The USC team’s efforts have been focused on how best to deliver a small-molecule drug that inhibits dysfunctional fibroblasts in heart tissue following a heart attack. The team has developed a type of gel made of human proteins that carries high concentrations of the drug. Once applied to the outer aspect of the heart, the gel embeds itself into the heart muscle and, over the course of several weeks, releases the drug directly where it’s needed.

Normal cardiac fibroblasts regulate the extracellular space between heart cells, a process that maintains the overall health of cardiac tissue. After a heart attack, the fibroblasts can become dysfunctional and eventually destroy the cardiac tissue. The small molecule drug works by reining in the dysfunctional fibroblasts.

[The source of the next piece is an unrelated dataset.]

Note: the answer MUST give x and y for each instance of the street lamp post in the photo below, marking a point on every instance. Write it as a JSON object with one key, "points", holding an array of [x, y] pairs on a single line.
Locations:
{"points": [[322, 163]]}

“When we isolated fibroblasts from patients with end-stage heart failure and compared them with fibroblasts from patients with breast cancer and colon cancer, the cells were the same,” Spinale says. “It appears as though heart failure may be a form of interstitial cancer. So, this research project is another step in confirming that scientific view.”

The gel injection technique has been tested on patients with severe heart failure in past clinical trials and has proved to be a safe approach. Additional research is needed to perfect the fibroblast-inhibiting drug gel and the injection device that delivers it to the heart, Spinale says. In addition, industry partners will be needed to manufacture both the gel and the injectors, following strict FDA-approved guidelines.

“It wouldn’t be a stretch to say that this is one of the most significant research projects I’ve been involved with in more than 30 years of cardiac research,” Spinale says. “I’m very excited about it, and I’m going to push this until I can’t push it anymore.”